3.2. Primary Analyses
Overall, there was no significant interaction between group and time on the percentage of sedentary behavior (p = .15), light activity (p = .24), or MVPA (p = .15) throughout the study duration (i.e., during school and out of school time, combined) while controlling for age at Time 1 and Time 2 (
Table 5).
Regarding activity that only occurred during school time (
Table 6 and
Figure 2,
Figure 3 and
Figure 4), there was a significant interaction between group and time on sedentary behavior (F = 4.33, p = .045, η
2 = .110), controlling for age at Times 1 and 2. Pairwise comparisons were not significant. Specifically, neither the intervention group (p = .41) nor the control group (p = .20) participated in more sedentary behavior at Time 2 than at Time 1. However, comparing groups across time points can mask paterns of change, because the difference across each time point is smaller than the net difference between the groups overtime. Thus, the signifant interaction is emphasized here.
There were no significant interactions between group and time on the percentage of sedentary behavior (p = .30), light activity (p = .63), or MVPA (p = .59) outside of school time (
Table 7).
4. Discussion
This research compared preschoolers’ PA as an experimental outcome of their participation (or non-participation) in hands-on FV gardening activities while attending childcare centers in a semi-arid climate zone. The study also took a novel approach to investigate PA increases/changes as measured by accelerometers as a potential outcome of childcare hands-on gardening during childcare time (referred to as ‘school time’), home time, and the overall wear time (5 days continuously) referred to as ‘total time’. Analyzing data at these three levels make this study unique compared to relevant other contemporary research. The NC study [
10] investigated similar effects only during school time (accelerometers were taken off before leaving childcare facilities) but it emphasized the need for investigating potential ‘spillover effects’ beyond school time at home. This study attempted to investigate this ‘spillover effect’ [
23] by collecting PA data of children beyond school time while they were engaged in hands-on gardening at their respective childcare centers (Experimental Group). School gardens provide a dynamic outdoor environment where preschoolers can be physically active. Preschoolers can share their daily activities at childcare centers with their parents. It is possible that their enthusiasm about gardening, harvesting, tasting FV that they grew by themselves are transmitted to their household/family culture of home gardening, outdoor times, and daily physical activity. There is no previous study that investigated spillover effects of hands-on gardening at preschool age (3 to 5 years). We did not find any significant differences in sedentary, light, and MVPA between the experimental (gardening) and control (non-gardening) groups of children in home time and total time.
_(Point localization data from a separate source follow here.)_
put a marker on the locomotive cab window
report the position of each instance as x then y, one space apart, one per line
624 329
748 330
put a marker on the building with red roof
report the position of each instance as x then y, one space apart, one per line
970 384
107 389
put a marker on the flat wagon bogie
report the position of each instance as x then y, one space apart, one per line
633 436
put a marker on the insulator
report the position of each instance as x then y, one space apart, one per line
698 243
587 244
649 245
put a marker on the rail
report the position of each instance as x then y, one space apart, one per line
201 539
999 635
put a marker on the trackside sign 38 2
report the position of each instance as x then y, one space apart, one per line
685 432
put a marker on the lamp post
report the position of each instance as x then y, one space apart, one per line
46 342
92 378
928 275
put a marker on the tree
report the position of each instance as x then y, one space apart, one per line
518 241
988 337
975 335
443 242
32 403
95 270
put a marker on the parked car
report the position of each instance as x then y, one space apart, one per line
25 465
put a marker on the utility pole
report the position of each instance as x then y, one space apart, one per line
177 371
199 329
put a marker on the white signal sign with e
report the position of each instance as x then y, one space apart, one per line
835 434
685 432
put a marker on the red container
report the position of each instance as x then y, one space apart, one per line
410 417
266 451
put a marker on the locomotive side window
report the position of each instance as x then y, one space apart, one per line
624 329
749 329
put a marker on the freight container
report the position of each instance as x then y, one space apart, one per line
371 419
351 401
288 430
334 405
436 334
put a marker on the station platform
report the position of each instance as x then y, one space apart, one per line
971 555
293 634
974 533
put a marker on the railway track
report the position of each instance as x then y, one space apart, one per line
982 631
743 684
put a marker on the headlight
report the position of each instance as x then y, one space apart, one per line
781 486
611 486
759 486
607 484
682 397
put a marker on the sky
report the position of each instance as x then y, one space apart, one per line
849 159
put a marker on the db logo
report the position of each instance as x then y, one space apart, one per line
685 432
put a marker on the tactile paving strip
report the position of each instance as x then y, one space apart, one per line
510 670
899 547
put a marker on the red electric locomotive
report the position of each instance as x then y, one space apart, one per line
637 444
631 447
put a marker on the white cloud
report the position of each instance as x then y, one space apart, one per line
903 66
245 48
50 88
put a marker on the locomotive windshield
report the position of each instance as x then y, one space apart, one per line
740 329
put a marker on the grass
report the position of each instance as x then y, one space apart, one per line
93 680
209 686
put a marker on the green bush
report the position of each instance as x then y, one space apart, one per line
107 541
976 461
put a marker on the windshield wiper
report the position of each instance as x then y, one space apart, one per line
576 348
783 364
But this finding does not eliminate the need for investigating the ‘spillover effects’ of hands-on gardening on preschoolers’ PA. Our study was limited by a smaller sample size and ‘home time’ PA calculation was interrupted by one center not allowing its participating children to wear accelerometers at home – further reducing the sample size for a meaningful analysis.
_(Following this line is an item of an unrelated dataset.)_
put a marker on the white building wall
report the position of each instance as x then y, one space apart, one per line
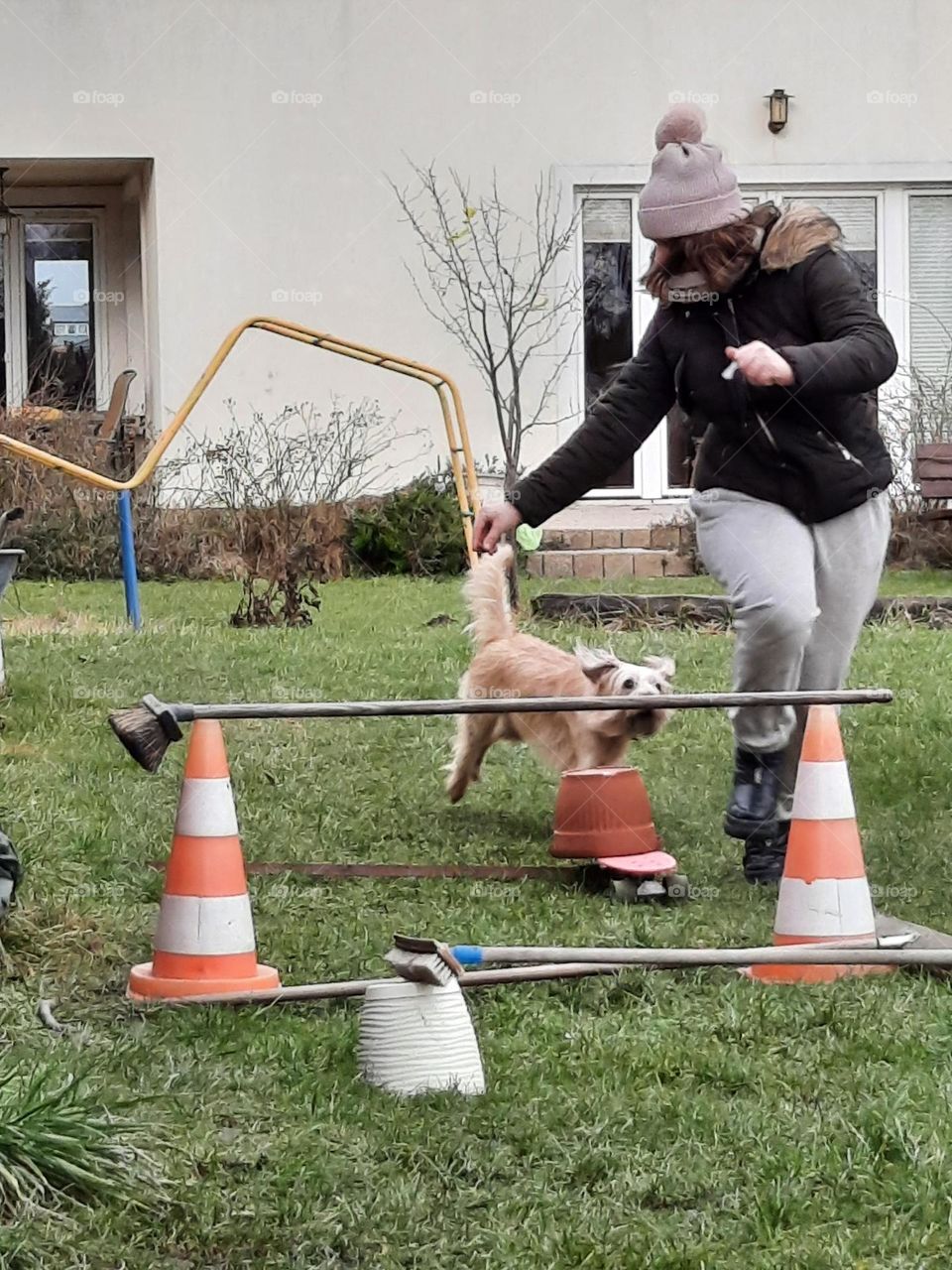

The NC study reported significant intervention effect for MVPA (p < 0.0001) and sedentary minutes (p = 0.0004), with children at intervention (gardening) centers acquiring approximately 6 min more MVPA and 14 min less sedentary time each day while attending their respective childcare centers (school time) [
10]. We did not find any significant differences (p = 0.15) between the experimental (gardening) and the control (non-gardening) group (
Table 6 and
Figure 4). Both groups experienced an increase in their MVPA (%). The positive association indicates the experimental group enjoyed a higher increase in their MVPA but not significantly more than the control group. However, like the NC study, we also found a significant reduction in sedentary time (p = 0.045) for the experimental group of children who participated in hands-on gardening. The only difference being the significance levels – the NC study found the difference to be highly significant (p = 0.0004) while our study found a moderate significant difference at p ≤ 0.05 level. This similar finding in reduction of children’s sedentary behaviors as an experimental outcome of hands-on gardening is meaningful in many ways. Diverse opportunities for PA are important in childcare centers, especially in outdoor environments. Children’s PA requirements, interests, and motivations can be different and an childcare outdoor environment with diverse PA
affordances can ensure that children are engaged in moderate/light to vigorous PAs. Hands-on gardening brings a variety of PA opportunities for children and adds to diversified PA affordances for preschoolers. A significant reduction in sedentary time outdoors supports this hypothesis in both the NC study (in humid subtropical climate zone) and the Texas one (in semi-arid climate zone). If hands-on gardening can contribute to reduced sedentary behaviors of preschoolers in their outdoor times while attending childcare centers in two drastically different climate zones, it should be considered as a nationally implementable early health intervention for preventing childhood obesity.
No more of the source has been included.